As you cross each component the voltage changes by an amount equal to the voltage difference across the component you traverse. Jumping from the 0V node across D2, the voltage rises by 4.5V, so the voltage at that node is 0V + 4.5V = 4.5V. Jump across D1, and the voltage rises a further 2V, so at the top of D2 we can say the voltage is 4.5V + 2.0V = 6.5V. The last jump across R1 incurs a rise of another 5.5V, so the top node must be 6.5V + 5.5V = 12V. I hope it's completely clear, the contextual difference between declaring a voltage "at" some point, and a voltage difference that exists "across" or "between" two points.
The correct model
Not one of the trillions upon trillions of charges making the journey around is being slowed down because it's passing through something difficult to traverse. There's nothing happening in that loop that that says "first come first serve". Every charge is slowed everywhere by all the obstacles, simultaneously. Every voltage is established instantly, depending on the component, not depending on who's first in line.
If you have any ideas in your head that do not fit with this model, you must drop those ideas immediately, right now, because they are bad things taught by people who either don't understand themselves, or who are trying to explain things to a five year old.
Note: I feel I should point out that when you start dealing with really high frequencies, things get way more complex, and some phenomena related to these "bad" ideas might actually become significant, but not in these early stages of learning.
For now, learn these three things, and understand them like your life depends on it:
- Ohm's Law
- Kirchhoff's Current Law
- Kirchhoff's Voltage Law
They should be a lot easier to deal with once you've dispensed with all the rotten models which don't fit or work. If I haven't made this clear yet, remember that all voltages and all currents are conditions that are established everywhere, simultaneously. All the equations relating them are all true at the same time, and must be solved simultaneously using all the resistances and other impedances present everywhere.
Your example
Let's analyse your circuit using those 3 laws.

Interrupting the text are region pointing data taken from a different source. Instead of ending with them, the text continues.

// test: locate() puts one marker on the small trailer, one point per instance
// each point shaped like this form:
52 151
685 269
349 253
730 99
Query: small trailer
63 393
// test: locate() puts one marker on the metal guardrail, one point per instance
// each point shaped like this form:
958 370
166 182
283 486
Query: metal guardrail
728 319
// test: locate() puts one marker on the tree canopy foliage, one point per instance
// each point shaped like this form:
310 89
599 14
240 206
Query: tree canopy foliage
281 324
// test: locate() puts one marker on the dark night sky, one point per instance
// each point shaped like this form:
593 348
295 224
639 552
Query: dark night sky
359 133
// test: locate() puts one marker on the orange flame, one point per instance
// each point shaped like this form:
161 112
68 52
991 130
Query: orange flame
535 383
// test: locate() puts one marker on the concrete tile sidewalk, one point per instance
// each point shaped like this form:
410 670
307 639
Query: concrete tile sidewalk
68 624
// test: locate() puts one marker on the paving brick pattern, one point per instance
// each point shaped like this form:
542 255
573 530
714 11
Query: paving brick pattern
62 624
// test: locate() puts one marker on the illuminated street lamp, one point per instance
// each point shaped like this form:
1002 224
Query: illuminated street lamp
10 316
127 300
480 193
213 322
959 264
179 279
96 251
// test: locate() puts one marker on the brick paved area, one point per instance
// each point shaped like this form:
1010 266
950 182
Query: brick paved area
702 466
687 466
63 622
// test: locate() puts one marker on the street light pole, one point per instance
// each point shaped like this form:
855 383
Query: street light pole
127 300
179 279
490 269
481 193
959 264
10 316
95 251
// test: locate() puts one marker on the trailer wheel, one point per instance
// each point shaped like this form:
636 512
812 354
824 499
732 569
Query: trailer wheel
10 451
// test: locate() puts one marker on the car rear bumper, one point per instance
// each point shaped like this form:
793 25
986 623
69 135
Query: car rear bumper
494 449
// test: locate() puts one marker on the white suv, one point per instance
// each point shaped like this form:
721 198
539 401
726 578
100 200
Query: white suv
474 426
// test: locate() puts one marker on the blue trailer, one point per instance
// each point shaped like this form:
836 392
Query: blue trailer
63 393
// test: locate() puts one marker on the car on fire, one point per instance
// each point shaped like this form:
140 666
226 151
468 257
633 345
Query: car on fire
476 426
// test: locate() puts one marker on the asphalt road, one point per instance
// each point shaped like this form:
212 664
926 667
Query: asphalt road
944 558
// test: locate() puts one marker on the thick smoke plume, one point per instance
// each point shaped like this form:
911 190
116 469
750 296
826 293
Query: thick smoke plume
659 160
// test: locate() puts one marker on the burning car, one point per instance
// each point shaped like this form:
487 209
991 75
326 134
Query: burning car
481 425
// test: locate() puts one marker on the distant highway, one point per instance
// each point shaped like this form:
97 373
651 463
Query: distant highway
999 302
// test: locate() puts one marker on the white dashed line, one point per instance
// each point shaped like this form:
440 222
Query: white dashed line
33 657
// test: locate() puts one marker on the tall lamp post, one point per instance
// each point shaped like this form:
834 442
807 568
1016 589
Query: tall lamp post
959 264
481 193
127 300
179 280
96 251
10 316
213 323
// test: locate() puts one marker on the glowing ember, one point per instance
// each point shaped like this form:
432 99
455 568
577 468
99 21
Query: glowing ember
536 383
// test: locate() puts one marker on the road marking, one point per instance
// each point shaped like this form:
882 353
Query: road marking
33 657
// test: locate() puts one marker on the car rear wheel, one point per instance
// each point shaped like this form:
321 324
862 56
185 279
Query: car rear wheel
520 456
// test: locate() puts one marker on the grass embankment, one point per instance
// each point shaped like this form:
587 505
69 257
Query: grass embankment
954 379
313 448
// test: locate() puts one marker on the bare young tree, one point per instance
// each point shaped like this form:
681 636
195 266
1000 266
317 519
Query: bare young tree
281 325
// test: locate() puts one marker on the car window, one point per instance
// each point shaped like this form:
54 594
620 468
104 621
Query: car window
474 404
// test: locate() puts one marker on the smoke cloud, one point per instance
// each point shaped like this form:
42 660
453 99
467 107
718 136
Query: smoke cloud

Kirchhoff's Current Law tells us that the same current is passing at every place in the loop, through each component. We want that current to be:
$$ I = I_{BATT} = I_{R1} = I_{D1} = I_{D2} = 30mA $$
We know the voltage across the diodes, because we looked it up in the datasheet:
$$ V_{D1} = 2V $$
$$ V_{D2} = 4.5V $$
We know the battery voltage:
$$ V_{BATT} = 12V $$
We don't know the resistance yet, but we can apply Ohm's law:
$$ V_{R1} = I \times R = 30mA \times R_1 $$
Kirchhoff's Voltage Law applied here tells us that all the voltages across R1, D1 and D2 must add up to the battery voltage (we saw this when we walked up the chain to establish absolute voltages earlier). I'll write different versions of the same equation to demonstrate that we don't care about the order:
$$\begin{aligned}
V_{R1} + V_{D1} + V_{D2} &= V_{BATT}
\newline
V_{D1} + V_{R1} + V_{D2} &= V_{BATT}
\newline
V_{D2} - V_{BATT} + V_{R1} &= -V_{D1}
\end{aligned}$$
Putting everything we know into that equation:
$$ 30mA \times R_1 + 2V + 4.5V = 12V $$
Now you have everything you need to solve for R1. The real takeaway from all this is that at no point did I ever refer to the order of the components, because these are simultaneous equations, not "solve one by one in the order they appear in the loop" equations.

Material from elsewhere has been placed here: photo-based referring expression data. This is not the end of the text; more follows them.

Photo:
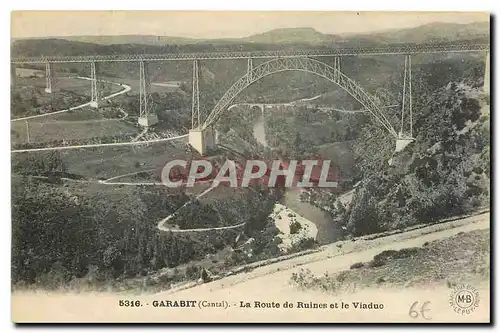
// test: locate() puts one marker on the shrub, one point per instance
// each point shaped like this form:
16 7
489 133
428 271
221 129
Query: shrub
295 227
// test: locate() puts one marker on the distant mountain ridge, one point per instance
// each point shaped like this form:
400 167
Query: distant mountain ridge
433 32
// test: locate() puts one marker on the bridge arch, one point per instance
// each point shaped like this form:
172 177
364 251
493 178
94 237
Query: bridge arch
303 64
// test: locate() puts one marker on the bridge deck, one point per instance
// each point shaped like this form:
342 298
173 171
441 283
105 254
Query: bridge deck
330 52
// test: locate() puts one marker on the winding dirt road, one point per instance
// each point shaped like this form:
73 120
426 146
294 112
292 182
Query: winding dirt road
272 281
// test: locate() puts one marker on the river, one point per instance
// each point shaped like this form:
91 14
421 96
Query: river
328 232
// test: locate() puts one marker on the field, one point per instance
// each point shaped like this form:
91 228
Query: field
46 130
107 162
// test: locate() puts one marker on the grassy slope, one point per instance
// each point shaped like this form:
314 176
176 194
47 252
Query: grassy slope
462 258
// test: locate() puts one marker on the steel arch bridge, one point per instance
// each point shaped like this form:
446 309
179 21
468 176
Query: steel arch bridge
304 64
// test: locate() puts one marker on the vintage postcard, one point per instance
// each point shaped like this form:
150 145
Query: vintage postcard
220 167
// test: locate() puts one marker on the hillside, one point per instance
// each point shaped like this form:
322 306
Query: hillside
434 32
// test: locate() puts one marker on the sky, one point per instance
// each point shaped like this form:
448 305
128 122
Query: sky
204 24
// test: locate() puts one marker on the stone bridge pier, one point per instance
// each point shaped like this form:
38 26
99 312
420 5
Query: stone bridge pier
202 140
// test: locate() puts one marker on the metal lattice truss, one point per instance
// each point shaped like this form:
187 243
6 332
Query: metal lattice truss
195 103
50 78
95 92
146 101
306 65
326 52
406 132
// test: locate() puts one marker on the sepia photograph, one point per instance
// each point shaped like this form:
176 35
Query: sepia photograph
250 167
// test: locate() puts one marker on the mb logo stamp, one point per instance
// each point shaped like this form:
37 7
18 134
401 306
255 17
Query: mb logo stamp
464 299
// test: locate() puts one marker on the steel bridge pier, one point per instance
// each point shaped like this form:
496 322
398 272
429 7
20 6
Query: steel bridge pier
13 74
200 138
486 84
147 115
50 79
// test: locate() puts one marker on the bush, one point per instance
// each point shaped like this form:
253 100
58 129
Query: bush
295 227
357 265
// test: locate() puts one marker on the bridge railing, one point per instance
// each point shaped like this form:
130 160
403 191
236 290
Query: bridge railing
385 50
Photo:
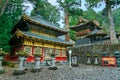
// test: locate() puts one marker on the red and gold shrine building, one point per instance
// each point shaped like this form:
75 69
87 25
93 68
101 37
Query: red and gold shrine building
36 35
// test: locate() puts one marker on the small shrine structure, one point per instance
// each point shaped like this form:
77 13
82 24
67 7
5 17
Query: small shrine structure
36 35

The only reason you might need to consider the component order, is when you need to find the absolute voltage somewhere, as we did when we "walked" up the chain adding the voltages across each component as we went. Think about that - that exercise was a (somewhat trivial and contrived, but still valid) application of Kirchhoff's Voltage Law. We saw that the voltage across two or more components must be the sum of the individual voltages across them.